[RFC] Separate internal service identity from user auth in OpenClaw gateway

# [RFC] Separate internal service identity from user auth in the OpenClaw gateway

**Labels suggestion:** `rfc`, `area:gateway`, `area:auth`, `discussion`, `trusted-proxy`
**Keywords (for search):** gateway auth, trusted-proxy, service identity, service account, loopback, localDirect, internal RPC, subagent auth, pairing, `trusted_proxy_loopback_source`

---

## Summary

`gateway.auth.mode` is doing three jobs at once:

1. **User auth** — who is the human on the other end (`none` / `token` / `trusted-proxy` / Tailscale).
2. **Internal service auth** — who is the gateway's own child process (subagents, browser tool, cron, exec-approvals, CLI on the same host).
3. **Local operator auth** — who is the person at `127.0.0.1` running `openclaw status`, `openclaw cron list`, etc.

All three flow through the same branch in `authorizeGatewayConnect`, gated by `isLocalDirectRequest`, the loopback guard in `authorizeTrustedProxy`, `sharedAuthOk`, `controlUi.allowInsecureAuth`, and pairing/device-identity checks — layered over time as exceptions. Every pass that tightens one of these knobs has ended up loosening or breaking a different one. The March–April 2026 trusted-proxy regressions (#59167, #43300, #26007, #59045, #59702, #60265, #62767, #63381, #63548, #63344, #67703, #67524, #67799) are all the same underlying coupling surfacing in different deployment shapes.

This RFC proposes making internal service identity a first-class, orthogonal axis, leaving existing user-auth modes untouched, and outlines a phased path that ships value week-one and does not require a single large PR.
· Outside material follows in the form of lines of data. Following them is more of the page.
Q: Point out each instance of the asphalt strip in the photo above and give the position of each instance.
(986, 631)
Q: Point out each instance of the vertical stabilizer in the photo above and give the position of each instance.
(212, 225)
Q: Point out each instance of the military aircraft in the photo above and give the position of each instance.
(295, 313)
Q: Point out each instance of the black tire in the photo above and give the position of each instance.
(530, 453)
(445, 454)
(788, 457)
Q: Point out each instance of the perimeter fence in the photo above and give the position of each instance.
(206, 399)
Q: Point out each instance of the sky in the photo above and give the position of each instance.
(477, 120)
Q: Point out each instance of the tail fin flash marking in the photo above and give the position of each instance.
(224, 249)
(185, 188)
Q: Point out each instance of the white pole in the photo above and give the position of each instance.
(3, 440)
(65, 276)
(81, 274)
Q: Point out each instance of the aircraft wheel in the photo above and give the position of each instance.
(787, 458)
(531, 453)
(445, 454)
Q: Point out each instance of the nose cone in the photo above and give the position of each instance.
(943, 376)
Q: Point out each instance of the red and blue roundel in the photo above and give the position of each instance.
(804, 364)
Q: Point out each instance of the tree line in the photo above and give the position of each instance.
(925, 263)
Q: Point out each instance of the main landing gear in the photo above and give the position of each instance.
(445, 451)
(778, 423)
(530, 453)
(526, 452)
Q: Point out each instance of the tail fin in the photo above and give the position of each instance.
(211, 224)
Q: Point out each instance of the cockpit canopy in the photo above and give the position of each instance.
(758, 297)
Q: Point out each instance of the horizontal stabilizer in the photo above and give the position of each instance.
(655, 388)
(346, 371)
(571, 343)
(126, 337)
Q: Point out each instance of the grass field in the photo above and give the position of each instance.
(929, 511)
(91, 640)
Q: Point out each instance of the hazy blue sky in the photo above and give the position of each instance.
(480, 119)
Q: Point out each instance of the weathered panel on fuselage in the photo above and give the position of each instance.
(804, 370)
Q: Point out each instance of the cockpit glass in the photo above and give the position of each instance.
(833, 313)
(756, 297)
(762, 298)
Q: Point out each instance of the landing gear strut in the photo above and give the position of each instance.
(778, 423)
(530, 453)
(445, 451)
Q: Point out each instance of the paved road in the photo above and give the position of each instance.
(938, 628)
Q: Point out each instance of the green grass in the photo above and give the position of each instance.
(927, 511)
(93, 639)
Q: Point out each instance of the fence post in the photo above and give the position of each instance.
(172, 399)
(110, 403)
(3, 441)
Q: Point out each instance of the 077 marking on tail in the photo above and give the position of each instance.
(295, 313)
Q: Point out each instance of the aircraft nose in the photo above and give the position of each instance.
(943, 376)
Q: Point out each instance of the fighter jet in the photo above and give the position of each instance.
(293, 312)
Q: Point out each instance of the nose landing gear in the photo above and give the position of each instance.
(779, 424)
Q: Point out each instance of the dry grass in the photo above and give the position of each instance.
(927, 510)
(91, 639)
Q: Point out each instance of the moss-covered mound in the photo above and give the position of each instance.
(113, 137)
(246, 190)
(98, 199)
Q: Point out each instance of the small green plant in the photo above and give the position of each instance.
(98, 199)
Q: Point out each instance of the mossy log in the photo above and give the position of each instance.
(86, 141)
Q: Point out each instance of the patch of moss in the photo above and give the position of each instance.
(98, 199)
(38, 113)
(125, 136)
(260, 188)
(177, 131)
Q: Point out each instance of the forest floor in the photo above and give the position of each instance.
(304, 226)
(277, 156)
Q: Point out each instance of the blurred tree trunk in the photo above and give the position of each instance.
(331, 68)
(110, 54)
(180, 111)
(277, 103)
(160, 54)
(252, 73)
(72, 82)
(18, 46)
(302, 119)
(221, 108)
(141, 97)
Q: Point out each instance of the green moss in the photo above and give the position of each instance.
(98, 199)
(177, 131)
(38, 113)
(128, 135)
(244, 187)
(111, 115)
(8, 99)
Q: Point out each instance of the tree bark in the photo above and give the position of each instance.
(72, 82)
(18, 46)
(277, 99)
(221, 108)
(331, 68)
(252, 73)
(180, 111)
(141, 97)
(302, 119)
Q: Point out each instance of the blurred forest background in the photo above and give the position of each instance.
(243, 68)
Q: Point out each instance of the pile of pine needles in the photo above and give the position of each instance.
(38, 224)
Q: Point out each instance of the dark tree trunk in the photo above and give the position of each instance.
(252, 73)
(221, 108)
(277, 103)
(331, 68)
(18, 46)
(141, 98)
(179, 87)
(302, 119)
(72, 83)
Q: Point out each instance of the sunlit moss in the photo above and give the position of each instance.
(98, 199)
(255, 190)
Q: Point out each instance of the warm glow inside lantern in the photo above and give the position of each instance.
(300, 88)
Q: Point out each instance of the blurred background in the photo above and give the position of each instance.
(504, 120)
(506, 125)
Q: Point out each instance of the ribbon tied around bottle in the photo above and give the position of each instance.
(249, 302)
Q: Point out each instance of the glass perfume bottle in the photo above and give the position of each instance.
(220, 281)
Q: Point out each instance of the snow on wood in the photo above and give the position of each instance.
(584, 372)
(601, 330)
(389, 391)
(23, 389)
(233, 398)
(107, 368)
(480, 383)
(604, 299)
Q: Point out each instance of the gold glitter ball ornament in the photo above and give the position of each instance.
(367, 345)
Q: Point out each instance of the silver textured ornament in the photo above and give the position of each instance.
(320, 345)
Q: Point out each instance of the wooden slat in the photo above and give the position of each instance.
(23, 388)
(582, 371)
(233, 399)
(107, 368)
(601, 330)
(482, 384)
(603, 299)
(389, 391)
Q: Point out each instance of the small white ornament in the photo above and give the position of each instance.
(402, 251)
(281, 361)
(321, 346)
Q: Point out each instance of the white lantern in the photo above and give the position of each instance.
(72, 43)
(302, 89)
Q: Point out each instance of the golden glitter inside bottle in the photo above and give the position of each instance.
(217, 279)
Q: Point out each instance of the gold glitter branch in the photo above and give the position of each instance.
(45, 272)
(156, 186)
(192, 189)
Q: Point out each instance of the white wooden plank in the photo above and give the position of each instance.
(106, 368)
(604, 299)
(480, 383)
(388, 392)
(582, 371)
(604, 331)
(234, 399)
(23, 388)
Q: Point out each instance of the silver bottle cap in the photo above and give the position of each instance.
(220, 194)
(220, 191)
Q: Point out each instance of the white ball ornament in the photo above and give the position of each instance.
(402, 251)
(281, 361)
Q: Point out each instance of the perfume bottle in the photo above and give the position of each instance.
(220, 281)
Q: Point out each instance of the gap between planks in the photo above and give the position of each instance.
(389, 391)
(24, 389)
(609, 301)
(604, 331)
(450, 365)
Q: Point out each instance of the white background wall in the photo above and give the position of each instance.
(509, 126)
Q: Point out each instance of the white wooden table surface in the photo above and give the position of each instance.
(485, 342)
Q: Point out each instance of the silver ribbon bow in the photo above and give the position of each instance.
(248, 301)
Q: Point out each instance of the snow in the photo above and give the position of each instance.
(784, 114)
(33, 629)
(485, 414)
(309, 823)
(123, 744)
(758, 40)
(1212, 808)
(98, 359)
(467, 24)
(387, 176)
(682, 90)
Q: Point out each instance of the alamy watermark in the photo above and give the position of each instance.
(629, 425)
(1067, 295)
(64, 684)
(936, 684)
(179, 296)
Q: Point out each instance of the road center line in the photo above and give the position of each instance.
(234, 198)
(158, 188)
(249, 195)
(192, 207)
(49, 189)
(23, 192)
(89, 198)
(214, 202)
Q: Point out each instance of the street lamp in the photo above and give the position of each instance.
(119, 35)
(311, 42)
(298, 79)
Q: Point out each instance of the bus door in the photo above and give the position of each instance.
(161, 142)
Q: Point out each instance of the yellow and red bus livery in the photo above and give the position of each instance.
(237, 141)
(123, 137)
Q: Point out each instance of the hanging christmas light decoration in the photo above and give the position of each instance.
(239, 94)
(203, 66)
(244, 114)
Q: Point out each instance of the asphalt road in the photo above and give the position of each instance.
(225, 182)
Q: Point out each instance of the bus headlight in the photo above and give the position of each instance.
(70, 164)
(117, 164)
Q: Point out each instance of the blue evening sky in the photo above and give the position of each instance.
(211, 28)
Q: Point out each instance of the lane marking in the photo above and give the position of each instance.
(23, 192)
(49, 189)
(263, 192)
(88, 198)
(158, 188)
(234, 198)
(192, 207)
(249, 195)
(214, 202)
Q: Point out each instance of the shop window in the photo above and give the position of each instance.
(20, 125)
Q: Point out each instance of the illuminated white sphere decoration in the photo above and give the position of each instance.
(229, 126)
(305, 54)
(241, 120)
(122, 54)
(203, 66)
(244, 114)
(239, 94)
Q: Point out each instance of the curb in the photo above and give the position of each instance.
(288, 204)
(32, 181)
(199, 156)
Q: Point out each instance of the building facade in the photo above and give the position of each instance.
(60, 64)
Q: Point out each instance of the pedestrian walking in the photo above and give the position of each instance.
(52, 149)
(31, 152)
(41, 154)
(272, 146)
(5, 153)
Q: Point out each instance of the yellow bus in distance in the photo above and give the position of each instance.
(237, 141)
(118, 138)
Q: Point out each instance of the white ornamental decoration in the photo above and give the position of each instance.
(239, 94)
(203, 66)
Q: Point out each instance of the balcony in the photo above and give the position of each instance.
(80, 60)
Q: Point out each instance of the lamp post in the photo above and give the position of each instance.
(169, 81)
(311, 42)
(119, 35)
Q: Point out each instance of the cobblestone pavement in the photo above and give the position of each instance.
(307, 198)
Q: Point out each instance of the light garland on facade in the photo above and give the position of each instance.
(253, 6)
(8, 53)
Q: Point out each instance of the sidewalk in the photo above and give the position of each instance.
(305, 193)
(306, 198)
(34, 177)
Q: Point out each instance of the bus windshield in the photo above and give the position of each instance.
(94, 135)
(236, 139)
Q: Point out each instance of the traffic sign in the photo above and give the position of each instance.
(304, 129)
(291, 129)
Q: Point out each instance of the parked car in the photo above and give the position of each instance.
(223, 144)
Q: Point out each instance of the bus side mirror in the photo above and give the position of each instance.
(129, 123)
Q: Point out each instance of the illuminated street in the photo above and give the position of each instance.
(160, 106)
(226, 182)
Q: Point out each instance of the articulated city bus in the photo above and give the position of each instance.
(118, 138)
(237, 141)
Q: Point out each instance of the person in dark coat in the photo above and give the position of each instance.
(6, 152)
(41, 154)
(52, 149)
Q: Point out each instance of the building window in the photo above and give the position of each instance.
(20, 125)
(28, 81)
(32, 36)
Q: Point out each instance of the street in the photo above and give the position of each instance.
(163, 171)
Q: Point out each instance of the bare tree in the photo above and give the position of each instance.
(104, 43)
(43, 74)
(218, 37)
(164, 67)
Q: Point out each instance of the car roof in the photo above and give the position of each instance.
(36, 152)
Happy to drive the implementation — looking for agreement on shape and phasing first so the five in-flight PRs can be sequenced instead of racing each other.

---

## The problem, in one picture

```mermaid
flowchart TD
 REQ[Incoming WS connection] --> MODE{auth.mode?}

 MODE -->|none| N[accept]
 MODE -->|token| T{token valid?}
 MODE -->|trusted-proxy| TP{trusted source? loopback guard? required headers? allowed user?}
 MODE -->|tailscale| TS[tailscale flow]

 T -->|no| TFX{localDirect? sharedAuthOk? allowInsecureAuth? device paired?}
 TP -->|fail| TPFX{localDirect? non-proxy failure? password set? loopback allowed? loopbackUser set?}

 subgraph PATCH[same decision tree reached by 3 different concerns]
 direction LR
 U[external user browser / remote CLI]
 S[internal service subagent / browser tool / cron]
 L[local operator same-host CLI]
 end

 U -.-> REQ
 S -.-> REQ
 L -.-> REQ

 style PATCH fill:#fff3cd,stroke:#856404
 style TFX fill:#f8d7da,stroke:#721c24
 style TPFX fill:#f8d7da,stroke:#721c24
```

Every red box is a patch added in response to one concern breaking, and every patch has at least once caused a different concern to break. #45264 → #54536 → #59167 is the cleanest example: each PR was correct in isolation for the case it targeted, and the composition shipped a real outage for trusted-proxy users.

## Why the current hotfix wave isn't enough on its own

Five PRs are in flight, each extending the same decision tree with a different fallback path:

| PR | Approach | Case it handles |
|---|---|---|
| #51070 | Allow loopback to bypass trusted-proxy auth | Any local loopback call |
| #54426 | On `localDirect` trusted-proxy failure, fall through with `method: "none"` | ACPX/CLI child processes |
| #59190 | Accept loopback-proxy requests when `X-Forwarded-For` resolves to a non-loopback client | Same-host reverse proxy fronting external traffic |
| #63379 | Config-driven `trustedProxy.allowLoopback` + `loopbackUser` + skip `requiredHeaders` on loopback | K8s / Docker sidecar + reverse proxy |
| #64122 | Password fallback for local-direct clients when trusted-proxy identity is absent (non-proxy failures only) | Existing deployments with a password already configured |

Each is internally coherent. Merged together they interfere — different PRs put the fallback in different places with different trust assumptions guarded by different invariants. Merging any one of them makes the others harder to review, because the trust model has to be re-derived from scratch each time.

The short-term user pain is real and needs Phase 0 relief. The medium-term cost of continuing this pattern — more patches, more exceptions, more combinations nobody has tested — is what this RFC is trying to stop.

## Proposal

### Three axes, evaluated in order

```
authorizeGatewayConnect(req):
 1. svc = tryServiceAccount(req) # NEW, orthogonal
 → if ok: return { method: "service", role: "backend" }

 2. usr = authorizeUser(req, auth.mode) # existing modes, unchanged
 → if ok: return { method, role: "operator", user }

 3. reject
```

User-facing modes keep their current semantics. The new check runs first, is configured independently, and is the only path the gateway's own children use. Tightening either axis stops leaking into the other.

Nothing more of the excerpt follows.